A « jesuisunhommelibre » et Thierry136.
Bonjour,
A mon sens, il ne faut pas mélanger le niveau individuel et le niveau politique. Dans une société où il y a des classes sociales, avec des intérêts fortement contradictoires, il est tout à fait inéluctable que l’on trouve d’un côté, ceux qui sont satisfaits et de l’autre, ceux qui veulent changer les choses. L’homme n’est pas encore totalement contre lui-même, heureusement.
Lorsqu’on mélange les deux niveaux, on ne peut plus rien comprendre et on aboutit à des idéologies et à des formulations qui nient une partie des humains, donc à une certaine inhumanité. On ne peut pas, sans un certain cynisme, expliquer à la mère africaine qui voit ses enfants mourir de faim qu’elle vit dans un bon système économique libéral. On ne peut pas non plus convaincre le bon cadre travailleur et père de famille qui gagne bien sa vie en élaborant des pesticides douteux dans un laboratoire prestigieux des méfaits de l’économie actuelle.
L’homme n’est pas un, l’humanité n’est pas une. Il faut bien s’y résigner. A chacun donc de jouer son rôle. Si des gauches n’ont pas vu lorsqu’il le fallait que Vladimir Chalamov ou Lech Walesa avaient raison, c’est que ce choix n’était pas mesuré politiquement mais individuellement en fonction d’intérêts étroits. Les Christ, les abbés Pierre, les Tolstoï sont, me semblent-il, l’exception.
Un exemple simple permet de mettre en lumière l’impasse intellectuelle des raisonnements qui mêlent choix personnels et termes politiques : l’immigré clandestin. Il est aujourd’hui « le mal aimé ». Héros de la misère, il traverse mille obstacles pour obtenir une source économique et nourrir les siens... et nous, on se complaît à lui administrer des coups.
Pourtant cet immigré qui quitte son champ, son troupeau, ses racines, qui pendant des années va du Mali au Sénégal, de Sénégal en Lybie, du Maroc vers l’Espagne, est un admirable libéral : il n’y a pas dans le monde plus libéral que lui : laissez-passer, laisser-travailler, laisser-vivre, semble dire tout son désespoir. Ça c’est son niveau individuel.
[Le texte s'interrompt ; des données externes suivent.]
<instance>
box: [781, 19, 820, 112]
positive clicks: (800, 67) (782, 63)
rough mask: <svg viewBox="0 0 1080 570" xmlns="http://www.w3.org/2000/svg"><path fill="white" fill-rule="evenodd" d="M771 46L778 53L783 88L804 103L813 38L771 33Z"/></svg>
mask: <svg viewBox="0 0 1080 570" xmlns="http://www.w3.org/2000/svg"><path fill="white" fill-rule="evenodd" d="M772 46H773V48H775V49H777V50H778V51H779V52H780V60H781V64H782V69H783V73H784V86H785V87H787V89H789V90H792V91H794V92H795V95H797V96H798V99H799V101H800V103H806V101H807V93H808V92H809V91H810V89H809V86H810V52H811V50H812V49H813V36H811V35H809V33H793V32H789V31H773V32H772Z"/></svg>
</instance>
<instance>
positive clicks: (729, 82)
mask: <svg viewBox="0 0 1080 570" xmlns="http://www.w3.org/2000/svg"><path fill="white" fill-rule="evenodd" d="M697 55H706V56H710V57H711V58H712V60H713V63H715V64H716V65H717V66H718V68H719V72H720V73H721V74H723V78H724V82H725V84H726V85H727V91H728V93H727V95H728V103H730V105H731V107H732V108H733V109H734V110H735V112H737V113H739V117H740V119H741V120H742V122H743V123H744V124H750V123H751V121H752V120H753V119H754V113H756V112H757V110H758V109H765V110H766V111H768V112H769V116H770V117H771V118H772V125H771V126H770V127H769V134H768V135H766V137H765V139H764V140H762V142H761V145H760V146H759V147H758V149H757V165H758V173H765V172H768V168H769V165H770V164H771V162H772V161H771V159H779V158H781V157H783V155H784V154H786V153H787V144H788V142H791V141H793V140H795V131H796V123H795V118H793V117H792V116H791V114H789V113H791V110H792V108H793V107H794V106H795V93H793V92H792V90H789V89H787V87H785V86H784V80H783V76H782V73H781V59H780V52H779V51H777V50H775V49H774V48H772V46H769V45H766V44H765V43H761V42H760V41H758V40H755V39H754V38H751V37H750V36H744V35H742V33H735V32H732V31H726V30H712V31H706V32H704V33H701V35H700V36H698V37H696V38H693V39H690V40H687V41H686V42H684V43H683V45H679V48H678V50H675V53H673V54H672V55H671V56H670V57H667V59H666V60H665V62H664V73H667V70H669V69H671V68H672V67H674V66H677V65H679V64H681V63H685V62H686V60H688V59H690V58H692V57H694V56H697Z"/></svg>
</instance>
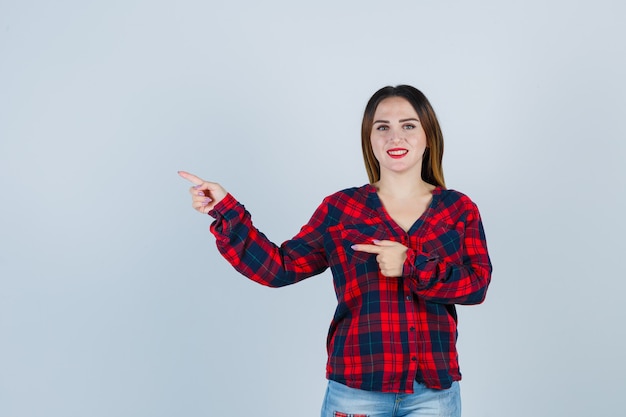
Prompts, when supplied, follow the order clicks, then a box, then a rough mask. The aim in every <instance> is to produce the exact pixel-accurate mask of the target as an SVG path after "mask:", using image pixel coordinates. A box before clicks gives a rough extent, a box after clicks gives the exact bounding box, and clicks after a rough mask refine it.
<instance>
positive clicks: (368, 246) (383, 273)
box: [352, 240, 409, 277]
mask: <svg viewBox="0 0 626 417" xmlns="http://www.w3.org/2000/svg"><path fill="white" fill-rule="evenodd" d="M373 243H374V244H373V245H368V244H357V245H352V249H354V250H356V251H361V252H367V253H374V254H376V262H378V267H379V268H380V272H381V273H382V274H383V275H384V276H386V277H401V276H402V269H403V266H404V261H405V260H406V252H407V250H409V248H407V247H406V246H404V245H403V244H402V243H399V242H394V241H392V240H374V241H373Z"/></svg>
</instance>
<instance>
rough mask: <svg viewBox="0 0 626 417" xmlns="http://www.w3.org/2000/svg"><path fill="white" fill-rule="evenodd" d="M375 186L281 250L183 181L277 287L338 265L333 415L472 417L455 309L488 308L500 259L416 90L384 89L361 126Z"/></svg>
mask: <svg viewBox="0 0 626 417" xmlns="http://www.w3.org/2000/svg"><path fill="white" fill-rule="evenodd" d="M361 141H362V143H361V145H362V150H363V157H364V160H365V166H366V169H367V173H368V176H369V184H367V185H364V186H361V187H355V188H350V189H346V190H342V191H339V192H337V193H335V194H332V195H330V196H329V197H327V198H325V199H324V201H323V202H322V204H321V205H320V206H319V207H318V209H317V210H316V211H315V213H314V214H313V216H312V217H311V220H309V222H308V223H307V224H306V225H304V226H303V227H302V229H301V230H300V232H299V233H298V234H297V235H296V236H294V238H293V239H290V240H288V241H286V242H284V243H283V244H282V245H280V246H277V245H275V244H274V243H272V242H271V241H269V240H268V239H267V238H266V237H265V236H264V235H263V234H261V233H260V232H259V231H258V230H257V229H256V228H255V227H254V226H253V225H252V221H251V217H250V214H249V213H248V212H247V211H246V210H245V209H244V207H243V206H242V205H241V204H240V203H239V202H238V201H237V200H236V199H235V198H234V197H233V196H232V195H230V194H228V193H227V192H226V191H225V190H224V188H222V187H221V186H220V185H219V184H217V183H213V182H207V181H204V180H203V179H201V178H198V177H196V176H195V175H192V174H189V173H186V172H182V171H181V172H180V173H179V174H180V175H181V176H182V177H183V178H186V179H187V180H189V181H191V182H192V183H194V184H195V185H194V186H193V187H191V189H190V191H191V195H192V206H193V208H194V209H196V210H197V211H199V212H201V213H204V214H209V215H211V216H212V217H214V218H215V221H214V222H213V223H212V224H211V231H212V233H213V234H214V235H215V237H216V242H217V247H218V249H219V251H220V252H221V253H222V255H223V256H224V257H225V258H226V259H227V260H228V261H229V262H230V263H231V264H232V265H233V266H234V267H235V269H237V270H238V271H239V272H241V273H242V274H244V275H245V276H247V277H248V278H250V279H252V280H254V281H256V282H258V283H260V284H263V285H268V286H272V287H280V286H283V285H289V284H293V283H296V282H298V281H301V280H303V279H305V278H308V277H310V276H313V275H316V274H319V273H321V272H323V271H324V270H326V269H327V268H330V269H331V271H332V274H333V280H334V287H335V292H336V295H337V302H338V304H337V309H336V311H335V315H334V317H333V320H332V322H331V324H330V329H329V333H328V340H327V349H328V362H327V366H326V376H327V378H328V380H329V382H328V388H327V392H326V397H325V399H324V403H323V406H322V417H335V416H355V417H358V416H381V417H382V416H460V415H461V401H460V392H459V386H458V381H459V380H460V379H461V374H460V372H459V365H458V361H457V352H456V337H457V332H456V323H457V316H456V310H455V306H454V305H455V304H479V303H481V302H482V301H483V300H484V298H485V294H486V291H487V286H488V285H489V282H490V279H491V270H492V268H491V262H490V259H489V255H488V253H487V246H486V242H485V235H484V231H483V226H482V223H481V220H480V215H479V212H478V209H477V207H476V205H475V204H474V203H473V202H472V201H471V200H470V199H469V198H468V197H467V196H465V195H464V194H461V193H459V192H457V191H453V190H448V189H446V188H445V183H444V177H443V171H442V165H441V161H442V157H443V135H442V133H441V129H440V127H439V123H438V121H437V117H436V116H435V113H434V111H433V109H432V107H431V105H430V103H429V102H428V100H427V99H426V97H425V96H424V95H423V94H422V93H421V92H420V91H419V90H417V89H415V88H414V87H411V86H408V85H400V86H397V87H384V88H382V89H380V90H379V91H377V92H376V93H375V94H374V95H373V96H372V98H371V99H370V100H369V102H368V104H367V106H366V108H365V114H364V116H363V124H362V129H361Z"/></svg>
Mais le libéralisme aujourd’hui n’est plus le libéralisme naissant produit du bouillonnement créatif des individus porteur d’avenir. Il est une idéologie qui répond à des structures et à des systèmes d’intérêts verrouillés.
La politique se différencie du personnel parce qu’elle est le fruit de mouvements collectifs structurés, de mouvements d’intérêts. Dans ce sens aussi, il va de soi que le cadre moyen de gauche peut souhaiter manger bio mais n’est pas forcément sensible au sort des Peuls, qu’un ouvrier communiste peut être raciste et qu’un industriel heureux et génereux peut avoir l’idée de contribuer à développer le système sanitaire d’un village lointain.
Au delà de ces considérations, le rapport entre ce niveau individuel et le niveau politique nous conduirait bien trop loin.